I feel like they probably should have come up with a different name and just noted the connection in the manifesto
Also: how many films are still produced in line with Dogma 95?
https://web.archive.org/web/20250215082603/http://www.dogme9...
This one really stands out by exculding whole genres and not really adding anything interesting to work around.
One could also argue that certain genres simply won't ever work as an arthouse movie.
Space opera, high fantasy and bangsian fantasy are three that come to mind.
Under the rules you could attempt to shoot Resident Alien, but not Star Trek.
And it excludes a lot less than its inspiration Dogme 95, which has as one rule "Genre movies are not acceptable."
I find that hilarious, like proclaiming that only other people have an ethnicity or an accent.
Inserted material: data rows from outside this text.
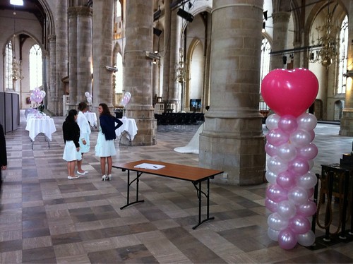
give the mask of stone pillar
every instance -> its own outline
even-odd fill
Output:
[[[164,1],[164,41],[163,58],[163,92],[162,100],[166,104],[169,100],[169,67],[170,67],[170,24],[171,24],[171,0]],[[164,106],[164,108],[165,106]]]
[[[58,1],[56,4],[56,20],[55,31],[56,32],[56,93],[53,99],[54,103],[54,114],[62,116],[63,95],[65,94],[65,84],[61,80],[68,76],[68,18],[67,1]]]
[[[112,72],[107,65],[112,65],[114,0],[93,1],[93,88],[92,111],[100,103],[113,110]]]
[[[349,1],[349,18],[353,17],[353,2]],[[353,136],[353,19],[348,20],[347,77],[345,108],[342,111],[340,135]]]
[[[286,49],[290,13],[276,12],[272,14],[272,17],[273,19],[272,51],[278,52]],[[270,58],[270,70],[285,68],[282,56],[272,56]]]
[[[265,138],[258,111],[263,1],[213,2],[210,104],[200,135],[201,167],[215,182],[263,182]]]
[[[76,6],[69,7],[68,9],[68,93],[69,103],[68,109],[76,109],[75,103],[77,97],[77,12]]]
[[[59,111],[56,109],[57,107],[58,98],[56,95],[56,37],[55,35],[48,37],[49,40],[49,90],[47,92],[47,109],[52,113],[57,113]]]
[[[169,102],[175,104],[174,112],[180,109],[180,100],[181,95],[181,85],[176,80],[175,66],[179,59],[179,49],[181,41],[181,21],[182,18],[176,15],[175,10],[172,16],[170,30],[170,57],[169,57]],[[185,52],[185,51],[184,51]]]
[[[92,92],[92,9],[87,6],[68,8],[68,59],[70,109],[85,100],[85,92]]]
[[[92,93],[92,8],[80,6],[77,13],[77,97],[75,108],[86,100],[85,92]]]
[[[135,119],[138,131],[133,145],[156,144],[157,121],[152,107],[152,61],[145,52],[153,51],[153,4],[152,1],[126,1],[124,88],[131,99],[126,116]],[[124,141],[125,140],[125,141]],[[122,138],[124,144],[126,138]]]

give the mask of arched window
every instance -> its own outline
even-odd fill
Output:
[[[5,89],[13,89],[13,82],[12,80],[12,60],[13,49],[12,42],[9,41],[7,43],[5,50]]]
[[[30,90],[43,84],[42,49],[35,44],[30,49]]]
[[[265,37],[263,38],[261,45],[261,68],[260,69],[260,86],[261,85],[261,80],[270,71],[270,52],[271,52],[271,45],[268,40]],[[261,92],[261,88],[260,87],[260,92]]]
[[[115,72],[115,93],[123,93],[123,58],[120,53],[116,53],[116,65],[119,69]]]
[[[347,48],[348,47],[348,17],[346,16],[341,24],[340,33],[340,63],[338,66],[338,84],[337,94],[346,93]]]

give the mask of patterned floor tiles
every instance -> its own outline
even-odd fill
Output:
[[[297,244],[285,251],[271,241],[267,235],[270,212],[264,207],[266,183],[239,187],[211,182],[210,209],[215,220],[195,230],[198,199],[189,182],[143,175],[139,191],[145,203],[120,210],[126,200],[126,173],[114,169],[112,181],[101,181],[94,152],[97,131],[83,157],[89,173],[68,180],[62,159],[64,118],[54,118],[56,132],[50,148],[39,136],[32,150],[21,114],[19,128],[6,135],[1,263],[353,263],[352,243],[318,248]],[[150,159],[197,166],[198,155],[173,150],[186,145],[198,128],[160,126],[153,146],[119,145],[116,141],[114,163]],[[342,153],[351,151],[352,138],[338,136],[339,129],[332,124],[316,128],[319,154],[314,172],[320,174],[321,164],[337,163]],[[333,210],[337,215],[339,205],[333,204]],[[335,217],[331,231],[338,225]],[[317,227],[316,236],[323,234]]]

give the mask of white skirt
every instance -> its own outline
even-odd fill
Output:
[[[65,148],[64,149],[63,159],[66,162],[73,162],[74,160],[81,160],[81,152],[77,151],[76,146],[73,140],[66,141]]]
[[[90,134],[89,133],[84,133],[83,135],[83,138],[86,140],[86,145],[83,145],[83,143],[82,142],[81,137],[80,137],[80,152],[81,153],[87,153],[88,151],[90,151]]]
[[[110,157],[116,155],[114,139],[107,140],[100,128],[100,132],[98,132],[98,138],[97,138],[97,145],[95,145],[95,155],[97,157]]]

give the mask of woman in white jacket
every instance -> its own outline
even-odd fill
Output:
[[[88,172],[82,169],[82,159],[83,158],[83,153],[90,151],[90,135],[91,131],[90,123],[88,123],[84,114],[88,109],[87,104],[85,102],[81,102],[78,104],[78,114],[76,121],[80,127],[80,152],[77,159],[77,173],[80,175],[85,175]]]

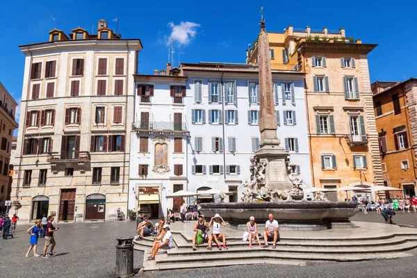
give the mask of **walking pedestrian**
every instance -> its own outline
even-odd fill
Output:
[[[13,214],[13,217],[12,217],[12,233],[16,231],[16,226],[17,226],[18,220],[19,216],[16,215],[16,213]]]
[[[8,216],[6,217],[6,220],[3,222],[3,238],[7,239],[7,236],[8,236],[9,229],[10,229],[10,226],[12,225],[12,222],[10,221],[10,218]]]
[[[44,247],[42,258],[48,258],[49,256],[55,256],[55,254],[54,254],[54,248],[55,248],[56,243],[55,242],[55,238],[54,238],[54,232],[58,231],[59,228],[55,228],[54,227],[54,225],[52,224],[53,221],[54,216],[48,216],[48,224],[47,224],[47,233],[45,234],[45,247]],[[48,247],[49,245],[51,245],[51,250],[49,251],[49,254],[47,255],[47,251],[48,250]]]
[[[31,241],[29,242],[31,246],[26,253],[26,258],[29,256],[29,253],[33,249],[33,256],[40,256],[36,253],[36,248],[38,247],[38,238],[39,237],[39,231],[41,229],[40,220],[38,220],[35,222],[35,224],[29,228],[28,233],[31,235]]]
[[[43,218],[40,222],[42,230],[40,231],[40,238],[44,238],[45,234],[47,233],[47,224],[48,224],[48,218],[47,218],[47,215],[44,214]]]

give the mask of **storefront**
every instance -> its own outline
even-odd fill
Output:
[[[32,199],[31,220],[42,219],[43,215],[48,215],[49,207],[49,198],[47,196],[36,196]]]
[[[158,187],[138,188],[138,216],[158,218],[160,217],[160,196]],[[162,213],[161,213],[162,215]]]
[[[85,220],[97,220],[106,219],[106,196],[92,194],[85,198]]]

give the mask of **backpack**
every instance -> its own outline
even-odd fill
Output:
[[[201,245],[202,244],[203,244],[204,242],[204,240],[203,238],[203,232],[197,231],[197,237],[195,238],[195,244],[197,244],[197,245]]]

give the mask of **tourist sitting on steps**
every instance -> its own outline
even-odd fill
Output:
[[[249,218],[249,222],[246,223],[247,232],[248,233],[248,238],[249,238],[249,247],[252,248],[252,240],[254,241],[256,239],[258,240],[258,244],[259,245],[259,247],[262,248],[262,245],[261,244],[261,240],[259,240],[259,236],[258,235],[258,227],[256,223],[255,223],[255,218],[251,216]]]
[[[141,240],[144,234],[150,235],[154,231],[154,224],[146,217],[145,220],[139,224],[136,231],[139,234],[138,240]]]
[[[268,215],[269,220],[265,224],[265,231],[263,232],[263,238],[265,239],[265,247],[268,247],[268,240],[273,240],[272,248],[277,247],[277,240],[279,240],[279,230],[278,227],[278,221],[274,220],[272,213]]]
[[[210,223],[208,223],[208,227],[213,226],[213,233],[211,234],[211,237],[208,238],[208,247],[207,247],[208,250],[211,250],[211,242],[212,240],[214,240],[215,244],[218,245],[218,247],[219,250],[222,250],[222,245],[219,243],[219,239],[222,239],[223,241],[223,249],[227,249],[227,246],[226,246],[226,235],[221,231],[221,226],[226,226],[226,222],[223,220],[223,218],[219,215],[218,213],[216,213],[214,215],[214,218],[211,218],[210,220]]]
[[[195,251],[197,250],[196,243],[200,245],[208,242],[208,239],[211,238],[211,236],[207,234],[207,232],[210,231],[210,228],[207,227],[207,222],[204,221],[203,215],[198,215],[198,221],[194,225],[193,231],[195,231],[195,234],[193,236],[193,251]]]
[[[164,250],[167,250],[170,249],[172,247],[172,234],[170,231],[170,227],[167,224],[165,224],[163,227],[165,234],[163,235],[163,238],[161,241],[156,241],[156,243],[154,244],[153,247],[154,252],[151,256],[149,256],[147,259],[148,261],[152,261],[155,259],[155,256],[156,256],[156,253],[160,249],[163,249]]]

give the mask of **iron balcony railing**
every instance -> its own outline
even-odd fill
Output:
[[[133,128],[136,130],[156,131],[186,131],[185,122],[135,122]]]

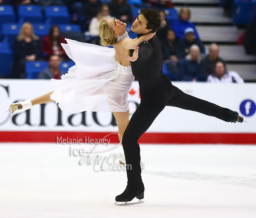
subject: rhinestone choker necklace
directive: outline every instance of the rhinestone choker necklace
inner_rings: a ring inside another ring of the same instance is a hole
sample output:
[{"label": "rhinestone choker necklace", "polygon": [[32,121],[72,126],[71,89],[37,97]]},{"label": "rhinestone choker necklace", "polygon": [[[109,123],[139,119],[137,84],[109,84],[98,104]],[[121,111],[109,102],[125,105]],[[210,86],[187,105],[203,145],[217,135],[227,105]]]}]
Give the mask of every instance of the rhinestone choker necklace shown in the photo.
[{"label": "rhinestone choker necklace", "polygon": [[119,37],[117,37],[117,40],[116,42],[120,42],[121,40],[123,40],[125,38],[128,38],[128,39],[130,39],[130,37],[129,37],[129,35],[128,35],[128,33],[127,31],[125,31],[125,33],[122,36]]}]

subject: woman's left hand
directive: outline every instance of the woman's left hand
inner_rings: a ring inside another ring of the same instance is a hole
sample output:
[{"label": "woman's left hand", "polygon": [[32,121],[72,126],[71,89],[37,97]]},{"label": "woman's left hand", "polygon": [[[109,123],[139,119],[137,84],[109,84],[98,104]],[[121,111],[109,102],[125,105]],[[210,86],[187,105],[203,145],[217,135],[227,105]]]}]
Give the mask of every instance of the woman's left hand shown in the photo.
[{"label": "woman's left hand", "polygon": [[132,57],[130,57],[130,56],[125,56],[127,60],[134,62],[138,59],[138,57],[139,57],[139,51],[138,50],[139,50],[139,48],[140,48],[138,47],[136,48],[134,51]]}]

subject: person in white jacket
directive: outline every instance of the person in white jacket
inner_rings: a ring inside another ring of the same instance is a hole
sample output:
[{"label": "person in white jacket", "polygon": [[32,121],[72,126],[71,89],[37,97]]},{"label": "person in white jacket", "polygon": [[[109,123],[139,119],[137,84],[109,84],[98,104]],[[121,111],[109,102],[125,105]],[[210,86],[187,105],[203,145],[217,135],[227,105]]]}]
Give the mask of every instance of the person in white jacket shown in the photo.
[{"label": "person in white jacket", "polygon": [[[90,36],[93,37],[99,37],[99,23],[103,19],[112,19],[113,18],[109,14],[109,8],[107,5],[102,5],[97,15],[97,17],[93,17],[91,20],[89,26],[89,31]],[[99,40],[98,40],[99,41]],[[95,44],[93,42],[93,44]]]},{"label": "person in white jacket", "polygon": [[244,83],[243,79],[236,71],[229,71],[222,62],[216,63],[215,74],[209,75],[207,82],[212,83]]}]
Because of course Dogme is a genre of its own.
Though I’d argue that rom-com, period pieces, and biopics also are “genre”, at least to the extent a particular movie just paints by numbers within those styles.
Not the cookie-cutter safe productions of today, which are essentially 2 hours long advertisements for popcorn and toys.
Not this snob "here's us certifying ourselves about being pure" bullshit.
Just good cinema. You know what I'm talking about.
At the very least, it made me understand that I need him to appear as himself in the next Death Stranding game.
Melancholia was just about bareable but from Mandalay onwards I could barely struggle through to the end of his flicks.
Nymphomaniac made me almost literally angry at its denouement. Just.. shit.
It’s almost as if creativity is connected to emotions, ideology and experience or something.
I feel like it's pretty well known in creative spaces that constraints breed creativity.